Our board of directors has the authority to fix and determine the relative rights and preferences of preferred stock. We anticipate that our board of directors will have the authority to issue up to 10,000,000 shares of our preferred stock without further stockholder approval. As a result, our board of directors could authorize the issuance of a series of preferred stock that would grant to holders the preferred right to our assets upon liquidation, the right to receive dividend payments before dividends are distributed to the holders of Common Stock and the right to the redemption of the shares, together with a premium, prior to the redemption of our Common Stock. In addition, our board of directors could authorize the issuance of a series of preferred stock that has greater voting power than our Common Stock or that is convertible into our Common Stock, which could decrease the relative voting power of our Common Stock or result in dilution to our existing stockholders.

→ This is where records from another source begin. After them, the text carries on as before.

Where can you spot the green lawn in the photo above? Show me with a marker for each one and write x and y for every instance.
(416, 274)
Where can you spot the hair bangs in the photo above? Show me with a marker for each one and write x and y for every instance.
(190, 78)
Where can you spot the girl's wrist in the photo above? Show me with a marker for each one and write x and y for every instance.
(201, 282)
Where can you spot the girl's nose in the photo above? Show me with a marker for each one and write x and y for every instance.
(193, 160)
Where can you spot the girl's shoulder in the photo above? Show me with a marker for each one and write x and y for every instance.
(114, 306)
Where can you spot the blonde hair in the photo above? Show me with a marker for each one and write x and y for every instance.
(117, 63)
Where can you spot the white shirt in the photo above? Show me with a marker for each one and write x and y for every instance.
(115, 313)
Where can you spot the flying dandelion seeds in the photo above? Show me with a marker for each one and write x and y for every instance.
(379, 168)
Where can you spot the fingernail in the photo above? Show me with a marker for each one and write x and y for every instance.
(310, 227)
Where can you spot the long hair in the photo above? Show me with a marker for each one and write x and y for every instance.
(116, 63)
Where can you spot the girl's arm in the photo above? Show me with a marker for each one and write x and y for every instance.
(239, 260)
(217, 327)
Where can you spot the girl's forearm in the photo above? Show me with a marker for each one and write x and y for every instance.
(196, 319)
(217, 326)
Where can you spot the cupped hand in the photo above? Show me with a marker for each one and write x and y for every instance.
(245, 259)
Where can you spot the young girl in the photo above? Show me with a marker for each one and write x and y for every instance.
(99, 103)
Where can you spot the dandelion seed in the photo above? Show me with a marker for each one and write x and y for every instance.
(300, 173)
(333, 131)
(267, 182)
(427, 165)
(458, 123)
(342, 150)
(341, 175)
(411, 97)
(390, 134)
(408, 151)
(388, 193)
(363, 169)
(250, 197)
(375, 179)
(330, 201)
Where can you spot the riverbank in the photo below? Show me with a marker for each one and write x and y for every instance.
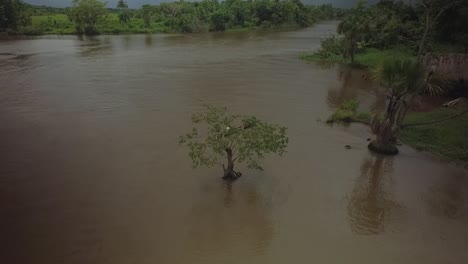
(367, 58)
(447, 139)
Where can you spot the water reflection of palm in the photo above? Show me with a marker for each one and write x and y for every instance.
(370, 208)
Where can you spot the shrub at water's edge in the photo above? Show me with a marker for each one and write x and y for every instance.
(448, 138)
(93, 17)
(348, 112)
(369, 57)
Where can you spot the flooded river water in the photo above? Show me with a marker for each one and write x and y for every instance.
(91, 171)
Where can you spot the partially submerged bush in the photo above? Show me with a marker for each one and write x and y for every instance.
(348, 112)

Anti-takeover provisions of our certificate of incorporation, our bylaws and Delaware law could make an acquisition of us, which may be beneficial to our stockholders, more difficult and may prevent attempts by our stockholders to replace or remove the current members of our board and management.

Certain provisions of our amended and restated certificate of incorporation and bylaws could discourage, delay or prevent a merger, acquisition or other change of control that stockholders may consider favorable, including transactions in which you might otherwise receive a premium for your Shares. Furthermore, these provisions could prevent or frustrate attempts by our stockholders to replace or remove members of our board of directors. These provisions also could limit the price that investors might be willing to pay in the future for our Common Stock, thereby depressing the market price of our Common Stock. Stockholders who wish to participate in these transactions may not have the opportunity to do so. These provisions, among other things:

In addition, we are governed by the provisions of Section 203 of the Delaware General Corporation Law, or DGCL, which may, unless certain criteria are met, prohibit large stockholders, in particular those owning 15% or more of the voting rights on our Common Stock, from merging or combining with us for a prescribed period of time.

Our ability to use our net operating loss carryforwards and certain other tax attributes may be limited.

As a result of the 2013 Merger (as defined herein), our ability to utilize our federal net operating loss, carryforwards and federal tax credit may be limited under Sections 382 of the Internal Revenue Code of 1986, as amended. The limitations apply if an “ownership change,” as defined by Section 382, occurs. Generally, an ownership change occurs if the percentage of the value of the stock that is owned by one or more direct or indirect “five percent shareholders” increases by more than 50 percentage points over their lowest ownership percentage at any time during the applicable testing period (typically three years). In addition, future changes in our stock ownership, which may be outside of our control, may trigger an “ownership change” and, consequently, Section 382 limitations. As a result, if we earn net taxable income, our ability to use our pre-change net operating loss carryforwards and other tax attributes to offset United States federal taxable income may be subject to limitations, which could potentially result in increased future tax liability to us.